The system typically serves many customers through shared infrastructure. Context isolation between sessions must prevent one customer's data from leaking into another's context. The knowledge base is a shared resource: anyone who can write to the corpus can influence how the agent handles all customer interactions when those documents are retrieved.

Interaction effects

  • Agent loop + transactional tools + prompt injection: Unlike RAG-only systems where compromise affects text output, a successful prompt injection here can trigger real-world actions - processing fraudulent refunds, modifying accounts, or exfiltrating customer data through tool calls. The blast radius extends from text quality to financial and operational consequences.
  • Agentic RAG + tools + policy enforcement: The agent retrieves policy documents and uses them to make authorization decisions (e.g., refund eligibility, discount limits). If the knowledge base contains incorrect or manipulated policy content, the agent may authorize actions beyond intended limits - a context poisoning vector with direct financial impact.
  • Customer data in context + multi-turn accumulation: Customer PII enters context from CRM lookups and conversation, accumulating across turns. Each tool result adds more sensitive data (order details, payment information, account history). A successful prompt injection late in a conversation has access to all previously loaded PII, amplifying the data exfiltration risk.
  • Human escalation + agent confidence: The model decides when to escalate to human agents. Goal manipulation or prompt injection can suppress escalation, keeping the conversation under attacker influence when it should have been routed to a human. Conversely, misaligned model behaviors like sycophancy can lead the agent to grant unauthorized concessions rather than escalating.
  • Multi-tenant + shared knowledge base: Multiple customers interact with the same system and knowledge base.

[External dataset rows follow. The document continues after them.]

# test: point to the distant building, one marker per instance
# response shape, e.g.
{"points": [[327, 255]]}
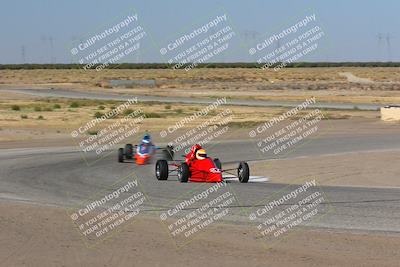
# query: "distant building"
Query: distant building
{"points": [[390, 113]]}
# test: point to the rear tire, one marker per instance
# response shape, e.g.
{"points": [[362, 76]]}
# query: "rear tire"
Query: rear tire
{"points": [[128, 151], [183, 173], [162, 169], [218, 163], [243, 172], [120, 154]]}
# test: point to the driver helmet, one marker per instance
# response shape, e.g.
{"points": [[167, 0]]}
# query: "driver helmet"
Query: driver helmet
{"points": [[201, 154], [146, 139]]}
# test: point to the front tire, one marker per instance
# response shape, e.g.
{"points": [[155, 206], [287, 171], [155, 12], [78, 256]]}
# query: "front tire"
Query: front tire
{"points": [[162, 169], [183, 173], [243, 172], [218, 163], [120, 154], [128, 151]]}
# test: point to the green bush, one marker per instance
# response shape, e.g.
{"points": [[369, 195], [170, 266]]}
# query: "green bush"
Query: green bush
{"points": [[15, 107]]}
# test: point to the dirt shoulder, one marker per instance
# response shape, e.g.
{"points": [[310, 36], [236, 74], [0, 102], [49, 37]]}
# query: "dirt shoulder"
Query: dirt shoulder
{"points": [[365, 169], [33, 235]]}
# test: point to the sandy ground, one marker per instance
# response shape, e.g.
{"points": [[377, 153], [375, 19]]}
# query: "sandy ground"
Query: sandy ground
{"points": [[371, 169], [33, 235]]}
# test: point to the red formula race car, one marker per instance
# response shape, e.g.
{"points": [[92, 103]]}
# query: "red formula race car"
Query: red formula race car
{"points": [[197, 167], [144, 152]]}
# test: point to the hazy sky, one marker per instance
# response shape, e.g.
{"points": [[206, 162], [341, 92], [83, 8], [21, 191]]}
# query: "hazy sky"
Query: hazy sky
{"points": [[43, 31]]}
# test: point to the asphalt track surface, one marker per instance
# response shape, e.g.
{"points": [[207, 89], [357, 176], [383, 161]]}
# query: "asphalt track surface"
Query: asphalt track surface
{"points": [[186, 100], [60, 176]]}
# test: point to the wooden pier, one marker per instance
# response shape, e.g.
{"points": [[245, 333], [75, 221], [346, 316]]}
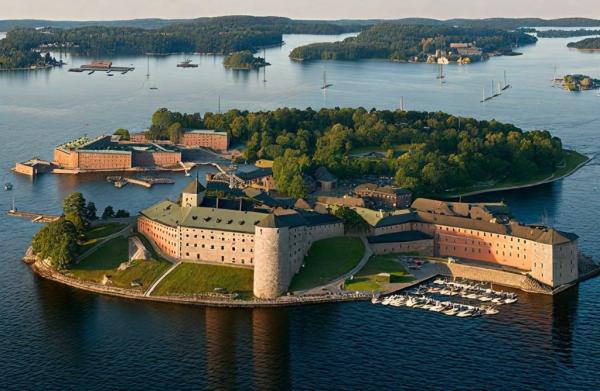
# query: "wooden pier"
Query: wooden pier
{"points": [[33, 216], [146, 182]]}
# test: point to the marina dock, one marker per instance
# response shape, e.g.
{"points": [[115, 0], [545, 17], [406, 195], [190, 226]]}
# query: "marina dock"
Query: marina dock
{"points": [[146, 182], [33, 216]]}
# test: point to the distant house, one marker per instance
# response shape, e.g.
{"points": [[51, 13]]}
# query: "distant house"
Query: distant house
{"points": [[325, 179], [386, 196]]}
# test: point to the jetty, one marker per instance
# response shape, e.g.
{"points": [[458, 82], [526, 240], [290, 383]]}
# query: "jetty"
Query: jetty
{"points": [[33, 216], [146, 182], [101, 66]]}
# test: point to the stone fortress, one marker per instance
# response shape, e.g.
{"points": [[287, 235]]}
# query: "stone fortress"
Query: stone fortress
{"points": [[259, 233]]}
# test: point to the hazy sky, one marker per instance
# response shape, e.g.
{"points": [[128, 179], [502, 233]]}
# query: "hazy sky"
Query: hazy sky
{"points": [[305, 9]]}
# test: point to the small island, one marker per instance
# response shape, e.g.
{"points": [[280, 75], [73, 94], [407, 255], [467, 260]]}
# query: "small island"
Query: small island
{"points": [[418, 43], [244, 60], [577, 83], [586, 44]]}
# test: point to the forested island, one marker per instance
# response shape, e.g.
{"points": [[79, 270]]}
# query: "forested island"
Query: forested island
{"points": [[22, 59], [433, 154], [416, 43], [205, 35], [586, 44], [244, 60], [580, 83], [566, 33]]}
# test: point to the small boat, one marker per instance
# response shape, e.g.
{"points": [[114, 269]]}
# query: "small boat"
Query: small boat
{"points": [[187, 63], [325, 84]]}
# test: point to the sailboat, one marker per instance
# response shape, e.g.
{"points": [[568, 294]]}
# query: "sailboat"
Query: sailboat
{"points": [[497, 93], [506, 85], [325, 84], [7, 185], [485, 98], [187, 63]]}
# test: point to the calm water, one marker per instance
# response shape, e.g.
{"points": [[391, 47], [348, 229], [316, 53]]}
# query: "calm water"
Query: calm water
{"points": [[55, 337]]}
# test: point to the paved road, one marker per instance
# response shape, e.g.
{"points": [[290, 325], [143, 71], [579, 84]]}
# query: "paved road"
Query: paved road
{"points": [[158, 280], [334, 286]]}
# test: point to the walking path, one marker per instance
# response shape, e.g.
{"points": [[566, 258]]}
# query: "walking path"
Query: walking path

Insufficient session isolation creates cross-tenant data leakage risk, while the shared corpus creates a single context poisoning surface that affects all customers when manipulated documents are retrieved.

Threats

Threat Relevance Note
Prompt injection Primary Customer messages, knowledge base docs, and CRM data can direct transactional tools
Context poisoning Primary Poisoned knowledge base documents have direct financial impact through tool-mediated actions
Tool misuse Primary Wrong refund amounts, wrong account modifications; real financial consequences
Data exfiltration Elevated Customer PII accumulates across turns from CRM lookups and conversation
Cross-tenant / cross-session data leakage Elevated Multi-tenant shared infrastructure; customer data isolation failures
Goal manipulation Elevated Suppressing escalation, redirecting toward unauthorized refunds or account changes
Tool output poisoning Elevated Corrupted CRM or backend data hijacks subsequent reasoning
Misaligned model behaviors Elevated Sycophancy leads to unauthorized concessions; skipping verification before transactions
Hallucination exploitation Elevated Incorrect policy interpretations cause inappropriate transactional actions
Guardrail bypass Elevated Circumventing action authorization, PII filters; multi-turn jailbreaking
Denial of service Elevated Tool-call loops exhaust backend resources or inflate inference costs
System prompt extraction Standard Revealing tool schemas or internal policy rules
User manipulation Standard Customer trust in retrieval-grounded responses
Training data poisoning Standard Baseline risk, no architecture-specific amplifier

Examples

  • An e-commerce support agent that looks up orders, processes returns and refunds, and retrieves from a help center knowledge base.
  • A banking support agent that checks account balances, initiates disputes, and answers policy questions from internal documentation.
  • A telecom support agent that modifies plans, troubleshoots service issues using diagnostic tools, and escalates to human agents for complex billing disputes.